First Bravo took a ball on the shoulder of the bat which dropped inches short of first slip, then Chanderpaul, on 32, looked very fortunate to survive an lbw shout from Harmison.
West Indies scraped their way to 131-4 at lunch, a lead of 18, but the good work was undone in the middle session.
Bravo had begun to experience some joy hooking Harmison, and Chanderpaul was sweeping Panesar for singles at will.
Shivnarine Chanderpaul again fought a lone battle for his team
But then, playing one attacking shot too many, Bravo (43) skied an attempted lofted drive off Panesar to mid-off where Ryan Sidebottom took the catch.

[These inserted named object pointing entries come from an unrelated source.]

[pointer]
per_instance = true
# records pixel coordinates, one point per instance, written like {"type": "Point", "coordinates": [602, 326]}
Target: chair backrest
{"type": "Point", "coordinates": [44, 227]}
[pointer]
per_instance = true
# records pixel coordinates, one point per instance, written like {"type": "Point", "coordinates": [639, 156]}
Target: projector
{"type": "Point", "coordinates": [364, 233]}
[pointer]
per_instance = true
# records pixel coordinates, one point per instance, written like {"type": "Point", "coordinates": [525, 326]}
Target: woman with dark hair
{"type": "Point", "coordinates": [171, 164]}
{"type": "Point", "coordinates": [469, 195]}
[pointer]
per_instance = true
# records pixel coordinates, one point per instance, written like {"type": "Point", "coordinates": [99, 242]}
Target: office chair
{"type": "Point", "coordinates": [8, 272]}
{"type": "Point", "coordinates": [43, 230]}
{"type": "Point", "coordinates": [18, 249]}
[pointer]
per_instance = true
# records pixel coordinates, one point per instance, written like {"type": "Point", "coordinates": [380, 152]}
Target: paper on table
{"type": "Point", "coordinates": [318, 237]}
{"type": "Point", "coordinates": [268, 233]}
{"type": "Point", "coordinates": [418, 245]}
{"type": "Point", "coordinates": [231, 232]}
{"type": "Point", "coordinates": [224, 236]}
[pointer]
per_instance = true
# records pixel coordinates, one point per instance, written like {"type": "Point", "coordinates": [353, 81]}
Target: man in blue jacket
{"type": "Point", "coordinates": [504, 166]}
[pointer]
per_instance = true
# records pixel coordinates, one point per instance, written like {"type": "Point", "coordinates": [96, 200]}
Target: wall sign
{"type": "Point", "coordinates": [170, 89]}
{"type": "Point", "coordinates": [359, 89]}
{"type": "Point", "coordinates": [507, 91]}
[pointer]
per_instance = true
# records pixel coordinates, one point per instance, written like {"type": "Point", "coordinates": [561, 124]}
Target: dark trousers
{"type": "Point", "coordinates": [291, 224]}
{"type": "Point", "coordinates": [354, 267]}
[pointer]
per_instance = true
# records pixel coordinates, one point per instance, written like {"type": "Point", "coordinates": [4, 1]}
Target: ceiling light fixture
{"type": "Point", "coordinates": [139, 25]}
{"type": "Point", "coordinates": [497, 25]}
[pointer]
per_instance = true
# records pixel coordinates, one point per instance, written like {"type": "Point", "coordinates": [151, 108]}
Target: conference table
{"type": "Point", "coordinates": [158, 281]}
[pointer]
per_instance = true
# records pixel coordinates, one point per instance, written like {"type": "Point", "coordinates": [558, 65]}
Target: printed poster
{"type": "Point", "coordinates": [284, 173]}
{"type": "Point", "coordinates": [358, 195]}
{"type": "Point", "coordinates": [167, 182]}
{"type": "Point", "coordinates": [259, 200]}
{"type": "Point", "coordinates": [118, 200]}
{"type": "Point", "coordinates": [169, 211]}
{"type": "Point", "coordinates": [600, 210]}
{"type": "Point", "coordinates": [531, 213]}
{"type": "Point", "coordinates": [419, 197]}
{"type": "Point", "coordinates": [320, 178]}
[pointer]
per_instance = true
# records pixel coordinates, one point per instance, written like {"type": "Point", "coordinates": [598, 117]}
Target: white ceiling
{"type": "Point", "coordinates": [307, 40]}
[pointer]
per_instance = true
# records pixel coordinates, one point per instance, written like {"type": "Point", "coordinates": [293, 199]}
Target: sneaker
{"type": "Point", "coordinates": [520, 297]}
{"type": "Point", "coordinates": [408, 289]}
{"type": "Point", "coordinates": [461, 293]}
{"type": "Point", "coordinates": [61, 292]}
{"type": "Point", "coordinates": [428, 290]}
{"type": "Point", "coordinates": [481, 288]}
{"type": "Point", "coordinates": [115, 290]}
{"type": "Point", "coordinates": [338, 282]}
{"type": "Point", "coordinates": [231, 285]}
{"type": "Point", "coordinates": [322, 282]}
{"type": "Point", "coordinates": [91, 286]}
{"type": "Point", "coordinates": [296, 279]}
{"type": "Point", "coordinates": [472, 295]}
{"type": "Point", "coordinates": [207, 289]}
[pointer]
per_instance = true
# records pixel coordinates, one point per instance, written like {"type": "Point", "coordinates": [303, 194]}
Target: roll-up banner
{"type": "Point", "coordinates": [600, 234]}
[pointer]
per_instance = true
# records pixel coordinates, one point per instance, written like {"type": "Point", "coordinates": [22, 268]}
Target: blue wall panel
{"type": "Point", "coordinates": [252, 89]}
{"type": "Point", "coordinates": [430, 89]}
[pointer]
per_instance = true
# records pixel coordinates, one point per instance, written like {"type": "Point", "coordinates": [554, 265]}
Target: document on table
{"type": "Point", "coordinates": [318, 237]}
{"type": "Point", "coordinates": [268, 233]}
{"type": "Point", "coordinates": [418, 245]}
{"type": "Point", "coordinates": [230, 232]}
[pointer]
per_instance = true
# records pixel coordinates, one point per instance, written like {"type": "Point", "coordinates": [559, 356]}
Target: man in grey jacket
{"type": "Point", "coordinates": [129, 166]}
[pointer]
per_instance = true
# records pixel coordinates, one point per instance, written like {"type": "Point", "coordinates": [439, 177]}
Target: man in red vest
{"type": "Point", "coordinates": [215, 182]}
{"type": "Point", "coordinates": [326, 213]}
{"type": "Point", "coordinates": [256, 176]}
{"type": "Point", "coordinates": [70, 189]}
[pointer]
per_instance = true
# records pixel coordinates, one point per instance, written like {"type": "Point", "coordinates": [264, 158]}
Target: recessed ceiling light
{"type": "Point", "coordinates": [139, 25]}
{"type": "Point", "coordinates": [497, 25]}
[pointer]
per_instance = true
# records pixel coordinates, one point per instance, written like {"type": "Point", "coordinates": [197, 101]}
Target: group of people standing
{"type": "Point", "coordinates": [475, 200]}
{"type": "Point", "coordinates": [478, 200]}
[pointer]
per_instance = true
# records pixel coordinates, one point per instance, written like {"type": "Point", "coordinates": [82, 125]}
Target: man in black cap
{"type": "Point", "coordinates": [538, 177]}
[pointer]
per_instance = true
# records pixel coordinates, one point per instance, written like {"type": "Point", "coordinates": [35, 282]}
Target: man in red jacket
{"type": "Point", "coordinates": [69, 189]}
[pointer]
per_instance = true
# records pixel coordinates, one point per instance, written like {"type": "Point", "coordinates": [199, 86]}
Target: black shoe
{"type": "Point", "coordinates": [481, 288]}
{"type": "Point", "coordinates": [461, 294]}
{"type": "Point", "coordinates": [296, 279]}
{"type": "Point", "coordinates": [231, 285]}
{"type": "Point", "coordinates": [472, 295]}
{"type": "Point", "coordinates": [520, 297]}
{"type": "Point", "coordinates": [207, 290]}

The wicket ended a partnership of 68 that had soaked up 20 overs and it was all downhill from there for the tourists.
Two delightful Panesar deliveries from round the wicket - drifting in, pitching on middle and spinning away from the right-handers - were too good for Marlon Samuels and Denesh Ramdin.
Samuels gloved to slip and Ramdin was bowled off-stump.
Then Harmison had Daren Powell playing a ridiculous attempted pull straight up in the air - he had been dismissed in identical circumstances in the first innings.
The next wicket gave the north-east faithful exactly what they wanted to see when Harmison splattered Fidel Edwards' stumps with a fast, straight delivery.
Finally Corey Collymore (16 not out) provided some support, but by now Chanderpaul felt forced to play more adventurously and paid the penalty when Panesar bowled him.
Vaughan and Collingwood celebrate England's victory
England began their run chase before tea, and the new ball did plenty for Powell and Edwards.
Andrew Strauss looked particularly uneasy. Dropped in the slips on three and 12, he was finally bowled through the gate by Powell.
That wicket left England on 29-2, Alastair Cook having already departed to a slip catch.
Vaughan did not take the mini-setback as a cue for caution, however, and hit some thumping pulls and drives to keep the pressure on the tourists.
Kevin Pietersen (28) took him to within five runs of the winning line before edging Gayle to slip.
And the winning hit was supplied when first innings centurion Paul Collingwood cut Gayle to the point fence for four.